Actualités | Publié le 19/11/2009 à 11:50
Protéiforme, comme les territoires qu’elle promeut, la communication territoriale est l’interface entre l’action publique locale et les citoyens. Parfois méconnue, elle couvre pourtant des missions aussi variées qu’essentielles : animer le territoire, accompagner les projets, faire comprendre l’institution, faire évoluer les comportements... Qu’en pensent les Français ?

Que savons-nous de la Communication Publique Locale (CPL) ? Qu’elle édite le journal municipal, qu’elle conseille les élus, qu’elle médiatise les festivals, qu’elle promeut les consultations citoyennes… Rien de précis en fait. Le communicant territorial est sans profil fixe, tantôt homme-orchestre, tantôt spécialiste d’un service communication intégré.
Imbriquée dans les territoires au point d’imiter leur diversité, la communication publique locale est « un objet bizarre, une hydre, (…) nous avions besoin d’objectivité », explique Christian de La Guéronnière, directeur IDCommunes. Avec Dominique Mégard , déléguée générale de Cap’Com (depuis 1988, Cap’Com anime le réseau de la communication publique et territoriale. Né d’un événement fédérateur, le Forum annuel, Cap’Com a développé des activités et des outils au service des professionnels de la communication publique*), et Isabelle Panhard, directrice d’études – Pôle Opinion, image et stratégies, Institut CSA, il présente en septembre dernier, aux adhérents de l’UJJEF (association des professionnels de la communication corporate**), le premier baromètre « les Français et la communication locale ». Qu’y apprend-on ?

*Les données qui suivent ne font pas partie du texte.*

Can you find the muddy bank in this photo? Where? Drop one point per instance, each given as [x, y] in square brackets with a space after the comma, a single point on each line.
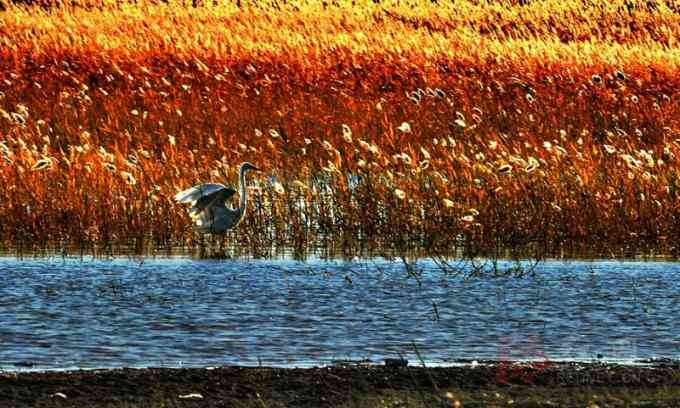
[350, 385]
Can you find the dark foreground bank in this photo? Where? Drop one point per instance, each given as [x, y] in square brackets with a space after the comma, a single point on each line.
[497, 384]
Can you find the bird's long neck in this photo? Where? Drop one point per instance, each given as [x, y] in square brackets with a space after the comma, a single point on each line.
[243, 202]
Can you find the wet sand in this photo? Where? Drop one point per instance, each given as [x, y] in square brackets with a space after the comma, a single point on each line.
[535, 384]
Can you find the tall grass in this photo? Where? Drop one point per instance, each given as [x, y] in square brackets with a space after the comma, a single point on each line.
[487, 128]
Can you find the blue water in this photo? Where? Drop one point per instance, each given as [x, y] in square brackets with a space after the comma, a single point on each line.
[73, 313]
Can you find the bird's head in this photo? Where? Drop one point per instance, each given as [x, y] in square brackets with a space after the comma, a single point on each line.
[247, 166]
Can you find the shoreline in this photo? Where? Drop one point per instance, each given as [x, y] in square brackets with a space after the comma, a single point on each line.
[526, 384]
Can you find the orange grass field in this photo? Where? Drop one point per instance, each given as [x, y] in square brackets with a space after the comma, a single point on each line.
[477, 127]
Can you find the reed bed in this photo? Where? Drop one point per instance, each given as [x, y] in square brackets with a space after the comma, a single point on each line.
[479, 128]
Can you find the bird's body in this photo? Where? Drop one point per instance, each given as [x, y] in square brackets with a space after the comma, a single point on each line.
[209, 209]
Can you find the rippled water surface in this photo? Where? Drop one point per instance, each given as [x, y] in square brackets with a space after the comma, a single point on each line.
[58, 314]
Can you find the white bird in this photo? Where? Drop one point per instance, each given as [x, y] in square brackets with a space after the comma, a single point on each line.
[209, 209]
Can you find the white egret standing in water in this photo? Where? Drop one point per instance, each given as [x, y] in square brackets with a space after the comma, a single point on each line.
[209, 209]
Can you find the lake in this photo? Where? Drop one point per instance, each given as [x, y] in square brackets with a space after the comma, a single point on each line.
[180, 312]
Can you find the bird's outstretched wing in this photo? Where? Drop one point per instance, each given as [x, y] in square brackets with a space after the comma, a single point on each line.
[204, 196]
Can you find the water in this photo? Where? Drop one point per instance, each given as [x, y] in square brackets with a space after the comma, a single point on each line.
[64, 314]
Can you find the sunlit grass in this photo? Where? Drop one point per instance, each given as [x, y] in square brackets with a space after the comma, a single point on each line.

Une information utile mais pas stratégique
Les Français attendent de leurs collectivités territoriales qu’elles les informent de leurs actions. L’appétence pour les informations très locales des communes est réelle. 62 % des sondés jugent importantes l’information émise par les collectivités locales. Et pour tout savoir sur la vie locale, les Français préfèrent toujours les supports papier, « un raz de marée », commente Isabelle Panhard, même si Internet gagne du terrain. Il est intéressant de noter que la presse régionale n’arrive qu’en neuvième position des sources locales.
Par ailleurs, si la communication locale remplit parfaitement ses offices d’utilité pour les informations dites utiles sur la culture, vie associative, horaires, solidarité, etc., elle pêche sur « des sujets plus stratégiques et politiques comme l’environnement, le budget, les réunions publiques ou encore l’économie », estime les sondeurs. Paradoxe : les citoyens attendent des informations à la fois plus globales et plus centrales, mais la communication publique pâtit dans le même temps d’un déficit de confiance « Dynamique et pratique, la communication locale séduit les habitants mais ne parvient pas à les mobiliser autour d’enjeux stratégiques et politiques », note le Baromètre.